Desbetreffend werd de interpretatie van art. 2251, BW, volgens welke de verjaring niet loopt tegen de schuldeiser wanneer een wettelijke bepaling hem verhindert betaling van zijn schuldvordering te verkrijgen, bevestigd door het arrest van het Hof van Cassatie van 13.11.1997 (Cass., 13.11.1997, Pas., 1997, I, p. 1178; Arr. Cass., 1997, p. 1125).
Bijgevolg dient er worden van uit gegaan dat de verjaring wordt geschorst gedurende de cassatietermijn, de voorziening in cassatie evenals gedurende de eventuele procedure voor het verwijzingsgerecht.
C. DRAAGWIJDTE VAN DE SCHORSING VAN DE VERJARING
Nummer 443ter/17
Wanneer de verjaring is geschorst overeenkomstig art. 443ter, WIB 92, geldt de schorsing voor de totaliteit van de fiscale schuld die het voorwerp uitmaakt van de vordering in rechte of van het administratief beroep, ongeacht of er al dan niet een onmiddellijk verschuldigd gedeelte in de zin van art. 410, WIB 92 werd bepaald.
IV. BEREKENING VAN DE VERJARINGSTERMIJN IN GEVAL VAN SCHORSING
Nummer 443ter/18
De schorsing van de verjaring heeft tot gevolg dat wordt belet dat de verjaringstermijn blijft lopen gedurende de tijd dat de oorzaak van schorsing blijft bestaan. Zij doet de verjaring niet teniet, maar onderbreekt ze voor een bepaalde tijd (zie nrs. 443ter/9, 10, 15 en 16).

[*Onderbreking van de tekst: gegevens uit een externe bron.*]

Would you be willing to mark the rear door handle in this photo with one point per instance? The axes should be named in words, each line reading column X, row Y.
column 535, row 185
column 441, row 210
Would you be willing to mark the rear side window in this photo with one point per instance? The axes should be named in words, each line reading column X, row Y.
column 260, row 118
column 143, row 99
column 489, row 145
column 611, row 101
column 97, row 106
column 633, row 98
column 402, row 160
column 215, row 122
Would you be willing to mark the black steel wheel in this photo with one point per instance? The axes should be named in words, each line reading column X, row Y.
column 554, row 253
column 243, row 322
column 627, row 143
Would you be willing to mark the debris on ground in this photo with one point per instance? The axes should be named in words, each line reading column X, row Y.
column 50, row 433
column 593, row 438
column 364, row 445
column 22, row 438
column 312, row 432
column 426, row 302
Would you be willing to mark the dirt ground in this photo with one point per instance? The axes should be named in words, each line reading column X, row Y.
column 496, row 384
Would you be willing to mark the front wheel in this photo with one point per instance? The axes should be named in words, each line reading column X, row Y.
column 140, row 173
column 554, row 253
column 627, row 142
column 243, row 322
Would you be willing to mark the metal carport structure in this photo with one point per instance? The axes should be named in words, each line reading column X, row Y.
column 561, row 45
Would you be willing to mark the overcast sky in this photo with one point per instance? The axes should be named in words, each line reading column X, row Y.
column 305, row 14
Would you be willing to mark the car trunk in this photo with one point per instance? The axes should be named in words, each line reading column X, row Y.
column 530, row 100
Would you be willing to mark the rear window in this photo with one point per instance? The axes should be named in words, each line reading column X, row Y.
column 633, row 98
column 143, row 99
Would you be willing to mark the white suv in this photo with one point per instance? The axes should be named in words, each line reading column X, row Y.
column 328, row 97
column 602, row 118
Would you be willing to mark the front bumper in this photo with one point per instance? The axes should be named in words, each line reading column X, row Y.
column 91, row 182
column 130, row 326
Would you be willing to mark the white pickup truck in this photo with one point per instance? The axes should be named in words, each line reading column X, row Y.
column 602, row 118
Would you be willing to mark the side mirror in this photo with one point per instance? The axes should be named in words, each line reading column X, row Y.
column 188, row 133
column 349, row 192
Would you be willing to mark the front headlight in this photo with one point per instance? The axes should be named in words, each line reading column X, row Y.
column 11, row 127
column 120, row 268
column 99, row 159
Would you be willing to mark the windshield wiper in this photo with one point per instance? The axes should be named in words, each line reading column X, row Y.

De vóór de schorsing verlopen tijd is niet verloren: hij blijft bestaan. De loop van de verjaring wordt onderbroken zolang de oorzaak van de schorsing blijft bestaan. De resterende verjaringstermijn begint opnieuw te lopen op het ogenblik dat de oorzaak van de schorsing eindigt. De termijn wordt aldus verlengd door het feit dat de termijn van de schorsing niet meetelt.
Opmerking
Nummer 443ter/19
Opdat er sprake zou zijn van schorsing, hoeft de verjaring niet noodzakelijk beginnen lopen zijn voordat de oorzaak van de schorsing, die een onderbreking van de verjaringstermijn inluidt, is ontstaan.
De schorsing van de verjaring kan inderdaad het ontstaan zelf van de verjaringstermijn opschorten (b.v. wanneer de belastingschuldige een bezwaar indient tegen een aanslag PB voor de vervaldag ervan).
Bijgevolg kan de termijn gedurende welke de loop van de verjaringstermijn wordt geschorst zich voordoen hetzij vanaf het begin van de verjaringstermijn, hetzij in de loop van een reeds begonnen termijn.
Nummer 443ter/20
Eén berekeningsmethode van de verjaringstermijn bestaat er in deze termijn te berekenen zonder rekening te houden met de schorsing, vooraleer de periode hiervan eraan toe te voegen.
Zowel de eerste dag als de laatste dag moeten worden begrepen in de periode van schorsing. De verjaring wordt inderdaad berekend bij volledige dagen (zie nr. 443bis/15, Com.IB 92), zodat gedurende die dagen de verjaring niet heeft kunnen lopen.
Voorbeeld
Een verjaring wordt in principe verkregen op 6.1.2009. Zij wordt geschorst van 4 tot 20.3.2008, hetzij gedurende 17 dagen. Zij zal dus worden verkregen op 23.1.2009.